View Full Version : Wild Turkeys
Mar. 4, 2012, 09:30 AM
Anyone know if wild turkeys eat yellow jackets?
We have quite a group of turkeys living in our woods and frequenting our yard. Would love it if they would find and decimate that pesky yellow jacket nest somewhere in the nearby woods - I am so tired of dodging those things all summer long while trying to clean/fill my hummingbird feeders and do other yard work!
Mar. 4, 2012, 09:48 AM
Most likely not, considering they don't want to get stung just as much as you or I! LOL!
Mar. 4, 2012, 10:07 AM
We have yellow jackets and wild turkeys and have never known the turkeys to really eat any bees.
Turkeys here eat many seeds and crickets and beetles of all kinds and just bugs that crawl or hop, not really flying insects.
I guess if they came across one just walking on the ground, they would not ask if it sting, just eat it.:lol:
Mar. 4, 2012, 03:24 PM
Doubtful they will go after them...
Mar. 4, 2012, 05:26 PM
Nope.
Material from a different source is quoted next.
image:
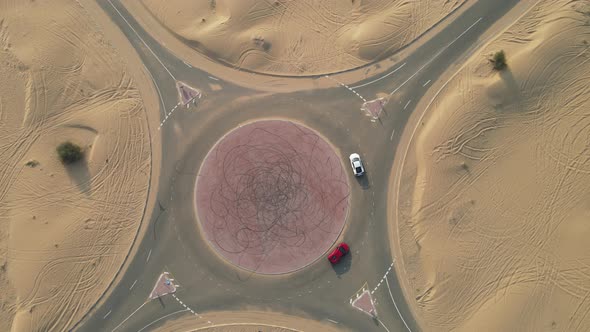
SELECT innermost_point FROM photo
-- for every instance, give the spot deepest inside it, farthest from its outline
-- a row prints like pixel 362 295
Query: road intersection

Their bare heads alone should tell you that turkeys won't be interested in wasps or bees.
Mar. 4, 2012, 06:03 PM
If you want to help control ground dwelling wasps look for Red Velvet Ants. They are around, but people often kill them. Theynlook fearsome but won't bother you. If you have them, they will help control wasps/bees in your yard.
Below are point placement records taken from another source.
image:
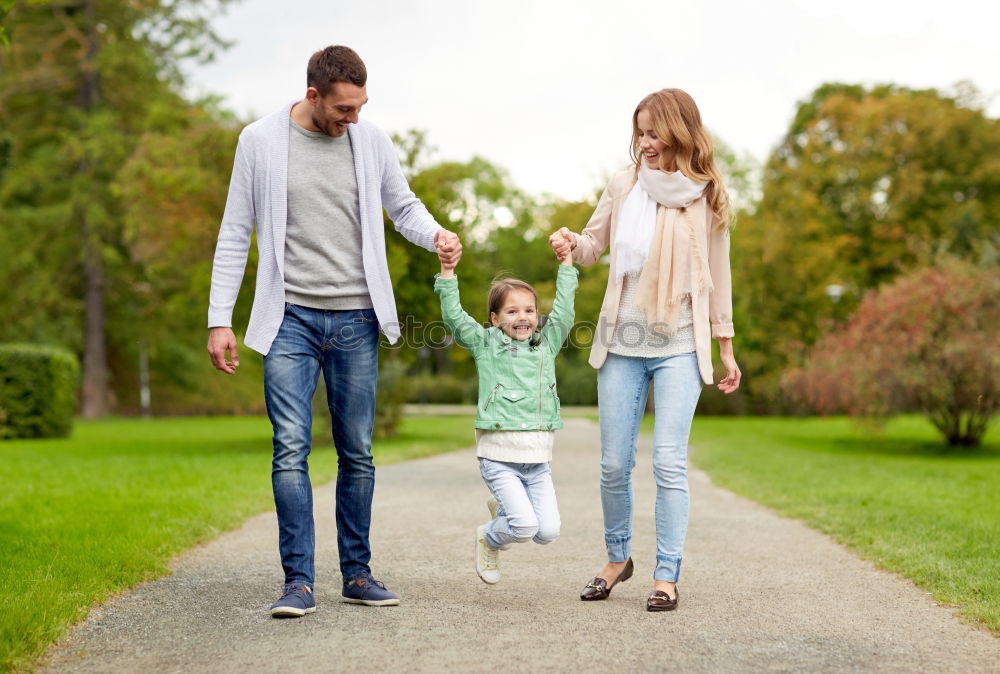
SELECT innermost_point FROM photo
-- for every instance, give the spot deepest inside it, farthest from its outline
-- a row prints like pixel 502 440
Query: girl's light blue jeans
pixel 622 386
They lay their eggs in the wasp larvae.
Mar. 4, 2012, 06:09 PM
Ours are taken care of by our all-too-resident skunk population. They LOVE bee/wasp larvae, & their thick fur helps to protect them from stings as they dig out the nest in search of their "worm candy". We've had more than one Yellow Jacket nest dug out & destroyed overnight by skunk.
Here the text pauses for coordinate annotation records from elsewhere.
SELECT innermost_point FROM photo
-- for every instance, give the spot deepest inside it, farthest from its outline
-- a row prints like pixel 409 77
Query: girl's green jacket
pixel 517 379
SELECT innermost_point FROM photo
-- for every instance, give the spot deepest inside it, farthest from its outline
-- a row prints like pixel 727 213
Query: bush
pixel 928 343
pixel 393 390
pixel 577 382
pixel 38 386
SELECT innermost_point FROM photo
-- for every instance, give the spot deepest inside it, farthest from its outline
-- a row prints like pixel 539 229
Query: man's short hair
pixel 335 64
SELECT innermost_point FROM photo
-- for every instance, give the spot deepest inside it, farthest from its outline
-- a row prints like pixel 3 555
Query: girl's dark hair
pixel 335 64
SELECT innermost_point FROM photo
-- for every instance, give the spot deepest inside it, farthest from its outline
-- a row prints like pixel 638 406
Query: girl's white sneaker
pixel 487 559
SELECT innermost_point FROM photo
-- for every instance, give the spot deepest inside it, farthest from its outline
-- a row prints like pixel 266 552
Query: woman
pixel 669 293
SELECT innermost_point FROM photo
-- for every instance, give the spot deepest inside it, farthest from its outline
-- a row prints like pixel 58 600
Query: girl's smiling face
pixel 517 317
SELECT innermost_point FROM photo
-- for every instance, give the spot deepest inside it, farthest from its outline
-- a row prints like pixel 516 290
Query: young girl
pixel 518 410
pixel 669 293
In fact, skunk can become quite a problem for beekeepers because of their lust for larvae. They don't give a whit about the honey, but the bee larvae & pupae? Skunk yummies.
Mar. 4, 2012, 08:15 PM
The praying mantis loves a good insect-based diet.
This natural wasp killer will wait completely still until it quickly snaps up and traps victim wasps flying by.
The praying mantis will discard the head of a wasp shortly after catching it, and continue to suck the nutritious content from its thorax, until devoured.
Some species of birds, like the purple martin, eat many insects including wasps.
A purple martin is the largest American swallow, and spends most of its life in flight feeding upon flying insects.
Many people build homemade nest boxes to house a purple martin, so it will control insect problems.
Adult dragonflies will also hunt prey while they are in flight.
Flies Moths Beetles Wasps
Black bears are the least carnivorous in their species, and maintain a diet of things like berries, herbs and protein-rich insects, like wasps.
Black bears are most likely to eat wasps in the summer, because they need the protein for energy.
Wisconsin, badgers play football, but in the wilderness they eat wasps.
Badgers will dig up a wasp nest, slurping up the larvae and additional wasp food base
Each of these animals work their part in the ecosystem eating wasps; however, controlling pests as a homeowner must be handled in a different way —unless you want to eat the flying critters.
There are natural wasp killers that you can explore, without having to get a pet badger.